The authors evaluate their Nemotron-Cascade models on a series of competitive programming contests, reporting scores, penalties, and estimated ELO ratings across multiple Codeforces and educational rounds. Results show consistent performance across divisions, with estimated ranks often placing the model in the top 20% to 30% of participants, and ELO scores generally ranging between 1500 and 2300, indicating competitive proficiency at the intermediate to advanced level. The data reflects the model’s ability to solve algorithmic problems under contest conditions, with performance varying by round difficulty and problem set composition.

The authors evaluate different reward functions for SWE RL, finding that semantic similarity yields higher repair accuracy than lexical similarity, especially when ground-truth file localization is provided. Reward shaping improves performance with lexical similarity but offers no additional gain with semantic similarity, indicating the latter provides more reliable training signals even at low similarity scores.

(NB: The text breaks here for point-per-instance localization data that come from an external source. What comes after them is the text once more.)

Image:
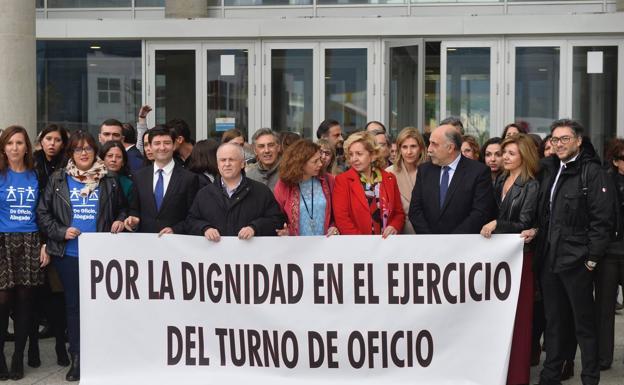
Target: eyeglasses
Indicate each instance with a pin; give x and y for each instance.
(564, 139)
(79, 150)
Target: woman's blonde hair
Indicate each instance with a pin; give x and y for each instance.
(407, 133)
(368, 140)
(528, 153)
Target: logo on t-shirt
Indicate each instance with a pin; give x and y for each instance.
(84, 206)
(20, 201)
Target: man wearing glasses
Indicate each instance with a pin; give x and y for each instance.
(574, 223)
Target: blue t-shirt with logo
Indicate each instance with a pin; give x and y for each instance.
(84, 212)
(19, 193)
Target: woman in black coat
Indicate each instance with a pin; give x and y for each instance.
(516, 195)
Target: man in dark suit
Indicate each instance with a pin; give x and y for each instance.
(453, 194)
(135, 158)
(165, 191)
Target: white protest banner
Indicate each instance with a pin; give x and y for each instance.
(312, 310)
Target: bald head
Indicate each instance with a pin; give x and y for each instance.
(444, 145)
(230, 161)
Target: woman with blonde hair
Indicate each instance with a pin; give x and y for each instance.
(516, 192)
(366, 198)
(411, 152)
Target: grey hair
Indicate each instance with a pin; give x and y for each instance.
(239, 149)
(262, 132)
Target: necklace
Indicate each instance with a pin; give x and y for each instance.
(310, 212)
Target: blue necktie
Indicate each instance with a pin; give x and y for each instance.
(444, 184)
(159, 191)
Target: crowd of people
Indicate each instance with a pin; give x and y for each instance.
(556, 193)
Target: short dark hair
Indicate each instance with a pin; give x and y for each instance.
(129, 133)
(106, 147)
(181, 128)
(455, 122)
(76, 138)
(112, 122)
(324, 127)
(375, 122)
(575, 125)
(55, 128)
(161, 130)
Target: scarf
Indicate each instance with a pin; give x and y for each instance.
(91, 178)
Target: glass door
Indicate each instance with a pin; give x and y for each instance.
(290, 76)
(404, 71)
(349, 84)
(172, 91)
(228, 88)
(470, 87)
(535, 90)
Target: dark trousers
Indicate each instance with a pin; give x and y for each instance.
(569, 293)
(610, 272)
(67, 269)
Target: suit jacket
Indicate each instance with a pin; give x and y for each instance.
(351, 209)
(468, 205)
(135, 159)
(177, 201)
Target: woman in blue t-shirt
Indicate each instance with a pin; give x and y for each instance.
(80, 198)
(20, 258)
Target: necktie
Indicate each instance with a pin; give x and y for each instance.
(444, 184)
(159, 191)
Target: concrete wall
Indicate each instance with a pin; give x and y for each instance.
(18, 90)
(183, 9)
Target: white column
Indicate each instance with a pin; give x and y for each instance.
(183, 9)
(18, 87)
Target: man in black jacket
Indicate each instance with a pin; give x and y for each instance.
(452, 194)
(165, 190)
(574, 225)
(234, 205)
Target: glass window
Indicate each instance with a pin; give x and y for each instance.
(468, 89)
(291, 91)
(432, 86)
(149, 3)
(175, 87)
(232, 3)
(403, 95)
(345, 87)
(536, 99)
(89, 3)
(228, 91)
(80, 84)
(594, 93)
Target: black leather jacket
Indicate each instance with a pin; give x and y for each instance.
(578, 229)
(54, 212)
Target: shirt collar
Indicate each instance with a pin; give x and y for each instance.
(453, 165)
(167, 169)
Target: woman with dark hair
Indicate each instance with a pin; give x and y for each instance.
(20, 257)
(203, 160)
(53, 140)
(304, 191)
(115, 158)
(82, 197)
(610, 270)
(366, 198)
(513, 129)
(516, 192)
(492, 155)
(470, 147)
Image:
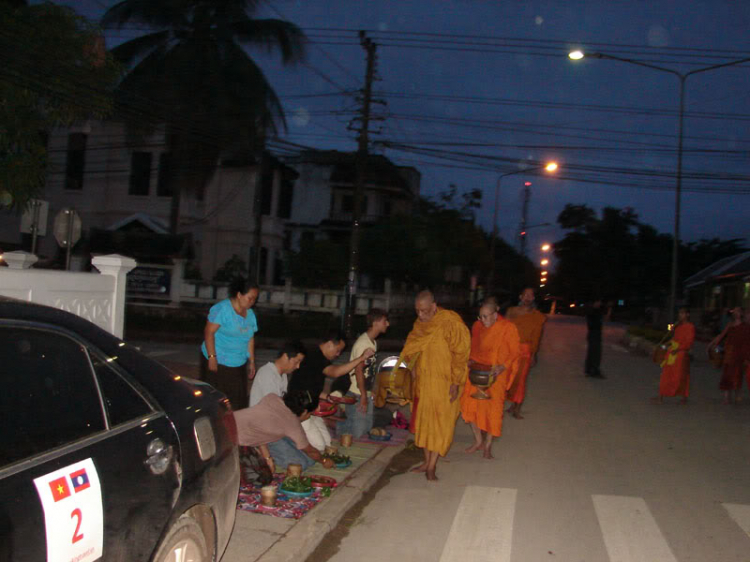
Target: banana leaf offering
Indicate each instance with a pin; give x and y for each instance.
(299, 485)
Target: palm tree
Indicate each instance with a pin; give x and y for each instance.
(191, 74)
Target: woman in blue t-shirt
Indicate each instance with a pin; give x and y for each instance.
(228, 350)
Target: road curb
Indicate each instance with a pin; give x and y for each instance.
(299, 542)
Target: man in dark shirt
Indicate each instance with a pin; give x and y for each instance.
(311, 377)
(594, 321)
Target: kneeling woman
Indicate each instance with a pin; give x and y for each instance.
(274, 427)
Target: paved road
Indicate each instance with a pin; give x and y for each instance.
(594, 473)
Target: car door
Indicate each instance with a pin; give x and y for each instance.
(76, 478)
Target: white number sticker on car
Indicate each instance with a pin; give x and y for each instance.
(72, 501)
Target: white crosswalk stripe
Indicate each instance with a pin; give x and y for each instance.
(630, 531)
(483, 526)
(740, 514)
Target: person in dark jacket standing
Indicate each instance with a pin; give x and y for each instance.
(594, 321)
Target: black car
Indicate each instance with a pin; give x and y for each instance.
(104, 453)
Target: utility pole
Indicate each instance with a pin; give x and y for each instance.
(524, 216)
(359, 187)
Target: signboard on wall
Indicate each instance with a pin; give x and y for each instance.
(152, 281)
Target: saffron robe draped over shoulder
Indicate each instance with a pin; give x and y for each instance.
(675, 372)
(529, 325)
(497, 345)
(441, 347)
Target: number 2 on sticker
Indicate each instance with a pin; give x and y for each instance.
(77, 535)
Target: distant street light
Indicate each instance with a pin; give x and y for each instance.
(578, 55)
(549, 167)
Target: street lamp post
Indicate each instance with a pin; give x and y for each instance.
(682, 76)
(549, 167)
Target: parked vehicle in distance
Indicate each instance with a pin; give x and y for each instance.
(105, 453)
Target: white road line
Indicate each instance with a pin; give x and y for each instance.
(741, 515)
(482, 529)
(161, 353)
(630, 531)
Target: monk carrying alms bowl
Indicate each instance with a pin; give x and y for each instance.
(482, 377)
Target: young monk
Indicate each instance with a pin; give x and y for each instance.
(529, 322)
(494, 342)
(675, 372)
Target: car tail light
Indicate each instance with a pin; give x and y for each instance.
(204, 437)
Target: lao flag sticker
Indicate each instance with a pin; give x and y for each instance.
(71, 498)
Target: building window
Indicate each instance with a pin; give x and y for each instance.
(266, 192)
(76, 161)
(285, 199)
(166, 176)
(140, 173)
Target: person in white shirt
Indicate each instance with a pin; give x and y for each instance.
(359, 415)
(272, 378)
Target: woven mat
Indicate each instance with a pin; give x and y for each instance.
(398, 437)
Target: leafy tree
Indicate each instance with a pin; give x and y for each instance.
(192, 75)
(55, 71)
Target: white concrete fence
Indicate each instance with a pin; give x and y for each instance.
(97, 297)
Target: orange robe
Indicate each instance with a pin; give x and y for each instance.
(497, 345)
(529, 326)
(675, 372)
(439, 350)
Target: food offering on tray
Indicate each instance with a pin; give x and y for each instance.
(297, 486)
(322, 482)
(325, 408)
(379, 434)
(341, 461)
(337, 398)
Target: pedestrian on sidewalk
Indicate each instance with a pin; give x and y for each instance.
(675, 372)
(228, 349)
(529, 322)
(438, 349)
(732, 363)
(311, 377)
(595, 317)
(358, 384)
(494, 343)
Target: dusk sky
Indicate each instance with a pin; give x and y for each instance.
(473, 88)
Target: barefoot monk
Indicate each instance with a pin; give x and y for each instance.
(437, 348)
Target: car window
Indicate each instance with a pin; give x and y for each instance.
(49, 396)
(122, 401)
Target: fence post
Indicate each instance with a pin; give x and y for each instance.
(175, 281)
(19, 259)
(118, 267)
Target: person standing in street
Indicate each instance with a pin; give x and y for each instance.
(594, 320)
(437, 349)
(359, 416)
(311, 377)
(495, 343)
(228, 349)
(529, 322)
(675, 372)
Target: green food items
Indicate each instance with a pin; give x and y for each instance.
(297, 484)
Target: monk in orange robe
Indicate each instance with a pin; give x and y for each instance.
(495, 343)
(529, 322)
(438, 348)
(675, 372)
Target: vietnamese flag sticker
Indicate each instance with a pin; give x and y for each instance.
(80, 480)
(60, 489)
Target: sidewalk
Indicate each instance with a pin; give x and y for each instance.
(262, 538)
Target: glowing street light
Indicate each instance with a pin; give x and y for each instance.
(548, 167)
(578, 55)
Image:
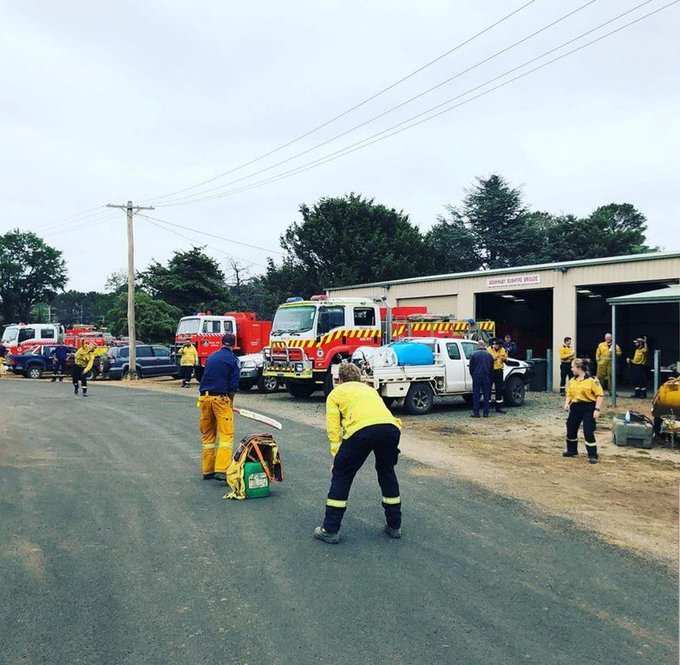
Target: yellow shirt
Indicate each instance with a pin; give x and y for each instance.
(188, 356)
(640, 356)
(352, 406)
(85, 359)
(499, 357)
(584, 390)
(567, 353)
(603, 353)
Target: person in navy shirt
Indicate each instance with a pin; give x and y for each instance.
(217, 389)
(481, 370)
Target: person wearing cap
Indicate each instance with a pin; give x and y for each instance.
(358, 424)
(638, 367)
(218, 386)
(481, 371)
(188, 359)
(567, 355)
(603, 358)
(500, 355)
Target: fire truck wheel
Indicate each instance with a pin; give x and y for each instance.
(300, 390)
(419, 399)
(267, 384)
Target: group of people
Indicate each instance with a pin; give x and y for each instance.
(357, 421)
(638, 363)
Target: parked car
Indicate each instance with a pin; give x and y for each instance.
(252, 365)
(152, 360)
(37, 361)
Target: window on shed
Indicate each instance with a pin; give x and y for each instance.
(364, 316)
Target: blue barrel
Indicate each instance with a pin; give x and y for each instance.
(412, 353)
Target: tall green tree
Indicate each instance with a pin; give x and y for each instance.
(343, 240)
(31, 271)
(156, 320)
(191, 280)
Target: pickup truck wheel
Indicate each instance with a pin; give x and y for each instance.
(515, 391)
(33, 373)
(419, 399)
(300, 390)
(267, 384)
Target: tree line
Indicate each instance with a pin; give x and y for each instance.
(337, 241)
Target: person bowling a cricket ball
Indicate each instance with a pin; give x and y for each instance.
(358, 424)
(218, 386)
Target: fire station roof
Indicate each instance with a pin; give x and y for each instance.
(562, 266)
(669, 294)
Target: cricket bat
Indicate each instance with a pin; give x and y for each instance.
(246, 413)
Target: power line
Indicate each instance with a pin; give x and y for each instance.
(353, 108)
(396, 107)
(404, 125)
(213, 235)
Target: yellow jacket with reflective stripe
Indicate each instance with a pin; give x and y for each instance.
(188, 356)
(567, 353)
(352, 406)
(603, 352)
(85, 359)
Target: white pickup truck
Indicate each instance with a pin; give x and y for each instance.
(420, 385)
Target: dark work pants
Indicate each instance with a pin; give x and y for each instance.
(565, 373)
(481, 388)
(498, 385)
(582, 413)
(79, 376)
(383, 441)
(638, 375)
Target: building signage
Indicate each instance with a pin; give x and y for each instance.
(512, 280)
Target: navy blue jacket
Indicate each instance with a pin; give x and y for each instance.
(481, 365)
(221, 372)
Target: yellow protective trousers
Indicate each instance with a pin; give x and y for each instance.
(216, 422)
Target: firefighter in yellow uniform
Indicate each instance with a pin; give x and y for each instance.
(584, 401)
(603, 357)
(82, 365)
(219, 384)
(500, 355)
(567, 354)
(638, 367)
(188, 359)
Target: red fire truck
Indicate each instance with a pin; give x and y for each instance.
(309, 336)
(205, 332)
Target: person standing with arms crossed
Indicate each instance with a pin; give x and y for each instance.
(567, 355)
(603, 358)
(481, 370)
(584, 401)
(358, 423)
(500, 355)
(217, 389)
(638, 367)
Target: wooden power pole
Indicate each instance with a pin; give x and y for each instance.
(132, 333)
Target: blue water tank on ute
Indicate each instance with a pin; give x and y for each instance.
(412, 353)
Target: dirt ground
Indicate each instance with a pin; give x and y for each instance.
(630, 498)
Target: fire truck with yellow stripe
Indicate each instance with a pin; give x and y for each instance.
(310, 336)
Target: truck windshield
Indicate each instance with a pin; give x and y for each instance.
(191, 325)
(294, 319)
(10, 334)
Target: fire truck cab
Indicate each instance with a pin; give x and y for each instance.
(17, 337)
(309, 336)
(205, 332)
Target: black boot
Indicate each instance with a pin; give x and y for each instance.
(592, 454)
(572, 449)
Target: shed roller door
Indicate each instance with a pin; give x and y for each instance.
(435, 304)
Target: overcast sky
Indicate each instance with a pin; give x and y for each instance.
(103, 102)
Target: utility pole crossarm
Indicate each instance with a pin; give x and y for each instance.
(131, 209)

The authors apply SWE RL to their 8B and 14B models and observe substantial gains on SWE-bench Verified, with the 14B-Thinking model achieving 43.1% pass@1, outperforming specialized 32B models. Code and math benchmarks show minor fluctuations, mostly within evaluation variance, while alignment and knowledge benchmarks remain stable or see slight improvements. The unified 8B model closes the performance gap with its dedicated 8B-Thinking counterpart on SWE tasks after SWE RL, demonstrating effective cross-domain transfer.

The authors evaluate their Nemotron-Cascade models on a series of Codeforces contests, reporting scores, penalties, and estimated ranks across multiple divisions. Results show consistent performance across contests, with scores ranging from 0 to over 7000 and estimated ranks often placing the model in the top 2000 globally. The ELO score of 1942, derived from 51 Codeforces rounds, reflects competitive standing against other models in algorithmic problem solving.